Sounds Bad

Poor Levi's. When word came last spring they'd be teaming with Apple to invent the iPod jeans—jeans with headphones and controls that you could actually plug into your iPod (or t'other way 'round)—it seemed the kind of can't-miss partnership that “synergy” was invented for.

Now we have the jeans, and they are nearly as lame as using the word “synergy.” Which is very much too bad; we still like Apple and we want to like Levi's—an original American brand still selling its signature product, the 501, even if that product is now made in China.

But the RedWire DLX jeans are just not good. The color is okay—a kind of indigo-saturated hue that must be overwashed. It's not far from the color of Levi's original dye, which was based on indigo. The cut of the RedWire is where things start falling apart: it's elephantine, a throwback to the baggy gangsta/raver profile of the '90s, when everything was XXXL. Now we wear skinny jeans, or maybe 501s. That's as baggy as it gets, and had Levi's been smart, they would have swiped the 501s silhouette, a nice middle ground.
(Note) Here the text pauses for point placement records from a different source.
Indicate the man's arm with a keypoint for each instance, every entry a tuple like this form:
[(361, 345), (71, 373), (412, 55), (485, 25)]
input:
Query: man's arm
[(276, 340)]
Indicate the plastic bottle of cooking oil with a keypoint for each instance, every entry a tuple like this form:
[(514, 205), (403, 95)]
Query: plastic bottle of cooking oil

Skinny would have been too on-the-nose—but baggy seems instantly out-of-style, to borrow Tommy Hilfiger's recent catch phrase from his reality show.

Then there's the real purpose of these trousers, which is making it easier for you to play your iPod. They don't do that. They use invented parts that you shouldn't need to just stick your iPod in your pants—a weird, two-part plastic cradle that snaps together and then slides onto your iPod. Plug that cradle into the wire in the jeans, put it in the iPod pocket, plug the headphones into the plug in the change pocket, clip the headphones holder to your waistband, and you're wired. It takes about 10 minutes, and that fancy plastic cradle doesn't even fit my older-generation 10-gig iPod.

Why couldn't Levi's eliminate all that plastic and plug the iPod directly into the jeans? And what about the nipple-like joystick wired onto the outside of the change pocket? It only controls volume and song selection within an album or playlist. If you want to go to a different CD or playlist, you have to fish the whole iPod/cradle mess out of your pocket and then jam it back in there again. If they'd tested this on some real kids, it never would have gotten out the door.

The RedWire DLX should go down in history—I'm sure Levi's has already sent a copy to its own museum—as the company's most overthought, underengineered product ever. And it's out just in time for Christmas. Hmmm.